“Cuenta el P. Señeri en su libro de El Cristiano instruido, que una vez en Roma fue a confesarse con el P. Nicolás Zucchi un joven encenegado en los vicios de la deshonestidad. Le oyó el confesor caritativamente, y compadecido de su miseria, le dijo que la devoción a María Santísima era eficaz para sacarle de su mal estado, imponiéndole por penitencia, hasta otra confesión, REZAR AL ACOSTARSE Y LEVANTARSE UN AVE MARÍA, OFRECIENDO A NUESTRA SEÑORA OJOS, MANOS Y TODO EL CUERPO, ROGÁNDOLE QUE LE GUARDASE COMO A COSA SUYA, Y BESANDO TRES VECES LA TIERRA.
Cumplió el joven la penitencia, al principio con poca enmienda; pero el Padre le exhortaba a proseguirla constantemente, animándole siempre a confiar en el amparo de María Santísima.
Fue el penitente a correr tierras en compañía de algunos amigos, y vuelto a Roma, buscó al confesor, el cual, con extraordinario gozo y maravilla, halló su alma enteramente trocada y libre de los vicios.
El joven le aseguró que la Reina de los Ángeles, por aquella corta devoción practicada por su consejo, le había obtenido del Señor tan grande merced.
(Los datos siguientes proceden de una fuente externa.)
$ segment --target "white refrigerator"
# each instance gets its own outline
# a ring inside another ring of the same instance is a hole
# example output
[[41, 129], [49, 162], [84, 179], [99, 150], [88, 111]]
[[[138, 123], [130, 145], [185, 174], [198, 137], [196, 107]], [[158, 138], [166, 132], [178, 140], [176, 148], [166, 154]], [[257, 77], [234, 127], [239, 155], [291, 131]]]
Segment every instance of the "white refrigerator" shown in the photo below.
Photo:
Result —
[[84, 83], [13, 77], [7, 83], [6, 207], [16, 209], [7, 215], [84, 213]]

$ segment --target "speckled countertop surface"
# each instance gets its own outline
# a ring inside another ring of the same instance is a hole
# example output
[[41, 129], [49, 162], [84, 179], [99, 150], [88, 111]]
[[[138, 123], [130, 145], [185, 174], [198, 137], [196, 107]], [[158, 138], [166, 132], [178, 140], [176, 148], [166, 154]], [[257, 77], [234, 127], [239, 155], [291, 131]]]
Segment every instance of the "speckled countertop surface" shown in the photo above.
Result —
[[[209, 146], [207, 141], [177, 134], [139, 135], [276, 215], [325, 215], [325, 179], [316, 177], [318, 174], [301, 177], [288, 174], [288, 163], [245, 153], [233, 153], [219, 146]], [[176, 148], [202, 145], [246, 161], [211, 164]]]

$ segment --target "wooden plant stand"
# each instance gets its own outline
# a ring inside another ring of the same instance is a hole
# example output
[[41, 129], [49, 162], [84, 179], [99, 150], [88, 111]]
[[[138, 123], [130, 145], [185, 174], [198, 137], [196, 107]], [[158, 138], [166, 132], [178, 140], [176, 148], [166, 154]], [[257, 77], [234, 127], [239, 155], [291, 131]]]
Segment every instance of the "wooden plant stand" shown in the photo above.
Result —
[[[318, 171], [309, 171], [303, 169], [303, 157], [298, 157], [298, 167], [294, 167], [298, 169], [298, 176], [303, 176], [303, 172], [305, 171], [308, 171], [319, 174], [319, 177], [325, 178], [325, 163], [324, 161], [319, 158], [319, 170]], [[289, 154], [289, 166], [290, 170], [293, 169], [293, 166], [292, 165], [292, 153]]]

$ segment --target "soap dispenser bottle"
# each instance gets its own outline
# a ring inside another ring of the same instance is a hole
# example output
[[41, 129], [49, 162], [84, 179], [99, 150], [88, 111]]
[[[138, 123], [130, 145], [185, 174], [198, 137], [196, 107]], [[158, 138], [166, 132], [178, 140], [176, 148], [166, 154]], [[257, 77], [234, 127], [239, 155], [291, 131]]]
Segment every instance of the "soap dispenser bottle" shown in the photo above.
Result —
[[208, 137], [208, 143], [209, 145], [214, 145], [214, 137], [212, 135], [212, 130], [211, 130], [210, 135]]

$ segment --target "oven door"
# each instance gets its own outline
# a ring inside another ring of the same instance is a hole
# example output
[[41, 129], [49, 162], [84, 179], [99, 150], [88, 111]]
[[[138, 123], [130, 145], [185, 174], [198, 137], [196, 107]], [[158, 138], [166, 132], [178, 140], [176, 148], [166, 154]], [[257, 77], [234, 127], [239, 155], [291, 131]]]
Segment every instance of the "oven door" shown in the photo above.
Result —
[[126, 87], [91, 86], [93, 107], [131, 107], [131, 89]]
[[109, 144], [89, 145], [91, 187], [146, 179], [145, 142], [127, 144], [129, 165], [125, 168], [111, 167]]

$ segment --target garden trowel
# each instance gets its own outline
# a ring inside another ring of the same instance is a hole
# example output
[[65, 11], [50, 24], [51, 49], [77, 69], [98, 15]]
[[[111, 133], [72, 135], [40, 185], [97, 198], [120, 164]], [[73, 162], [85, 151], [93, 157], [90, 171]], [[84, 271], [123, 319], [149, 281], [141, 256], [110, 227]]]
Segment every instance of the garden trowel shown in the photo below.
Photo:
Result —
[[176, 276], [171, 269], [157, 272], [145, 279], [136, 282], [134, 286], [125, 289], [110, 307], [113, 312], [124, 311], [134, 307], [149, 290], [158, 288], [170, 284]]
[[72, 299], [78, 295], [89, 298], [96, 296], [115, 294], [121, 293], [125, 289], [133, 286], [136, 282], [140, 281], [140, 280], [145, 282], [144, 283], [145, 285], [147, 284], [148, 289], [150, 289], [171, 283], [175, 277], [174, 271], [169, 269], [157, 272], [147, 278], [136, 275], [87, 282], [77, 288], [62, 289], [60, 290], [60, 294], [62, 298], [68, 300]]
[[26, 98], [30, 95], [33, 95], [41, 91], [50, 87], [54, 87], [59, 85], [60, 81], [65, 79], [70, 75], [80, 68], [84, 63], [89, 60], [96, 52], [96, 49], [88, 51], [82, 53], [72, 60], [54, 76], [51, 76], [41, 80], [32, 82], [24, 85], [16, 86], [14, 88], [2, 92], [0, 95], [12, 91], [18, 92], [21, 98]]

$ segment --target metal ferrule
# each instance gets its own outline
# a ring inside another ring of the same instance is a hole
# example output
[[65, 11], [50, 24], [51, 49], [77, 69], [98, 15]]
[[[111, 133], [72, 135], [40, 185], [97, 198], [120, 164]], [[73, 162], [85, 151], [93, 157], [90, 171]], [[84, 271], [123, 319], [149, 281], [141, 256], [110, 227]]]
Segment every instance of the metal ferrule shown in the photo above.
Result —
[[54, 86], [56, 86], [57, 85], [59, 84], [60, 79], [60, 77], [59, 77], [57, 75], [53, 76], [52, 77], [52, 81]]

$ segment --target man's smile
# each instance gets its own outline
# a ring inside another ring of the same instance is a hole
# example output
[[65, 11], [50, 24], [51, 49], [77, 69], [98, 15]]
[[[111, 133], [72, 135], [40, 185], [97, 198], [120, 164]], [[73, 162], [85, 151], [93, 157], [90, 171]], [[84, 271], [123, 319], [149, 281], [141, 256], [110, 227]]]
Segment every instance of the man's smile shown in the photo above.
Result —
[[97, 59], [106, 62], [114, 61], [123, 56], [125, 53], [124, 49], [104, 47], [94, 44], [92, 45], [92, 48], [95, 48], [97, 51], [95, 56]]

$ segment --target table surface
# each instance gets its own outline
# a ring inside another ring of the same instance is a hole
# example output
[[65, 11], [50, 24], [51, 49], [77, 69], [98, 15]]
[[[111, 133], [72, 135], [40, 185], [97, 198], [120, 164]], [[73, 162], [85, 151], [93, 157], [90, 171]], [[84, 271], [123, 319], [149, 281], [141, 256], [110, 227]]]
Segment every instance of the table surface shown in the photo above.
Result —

No pararon aquí sus misericordias, porque contando el Padre desde el púlpito aquel favor, un capitán del auditorio, que ya de muchos años tenía trato ilícito con una mujer, propuso firmemente empezar la misma devoción, con deseo de romper las cadenas de la esclavitud (deseo necesario en todo pecador para lograr el auxilio de la Virgen), y al fin salió victorioso y mudó de vida.
Al cabo de seis meses, fiándose ya en sus propias fuerzas, quiso ir un día a verse con aquella mujer, por la curiosidad de saber si también ella se había enmendado; pero al llegar a la puerta con tan manifiesto peligro de volver a caer, se sintió tan repelido hacia atrás por una fuerza invisible, y se vió tan lejos de allí cuan larga era la calle, que fue delante de su propia casa, conociendo entonces ciertamente que la Virgen Santísima le había librado del precipicio.
Aquí se descubre el cuidado especial que tiene esta Santísima Señora no sólo de sacarnos del pecado si la invocamos con este buen deseo, sino también del peligro de recaídas.”
San Alfonso María de Ligorio, Las Glorias de María, parte II, Discurso IV.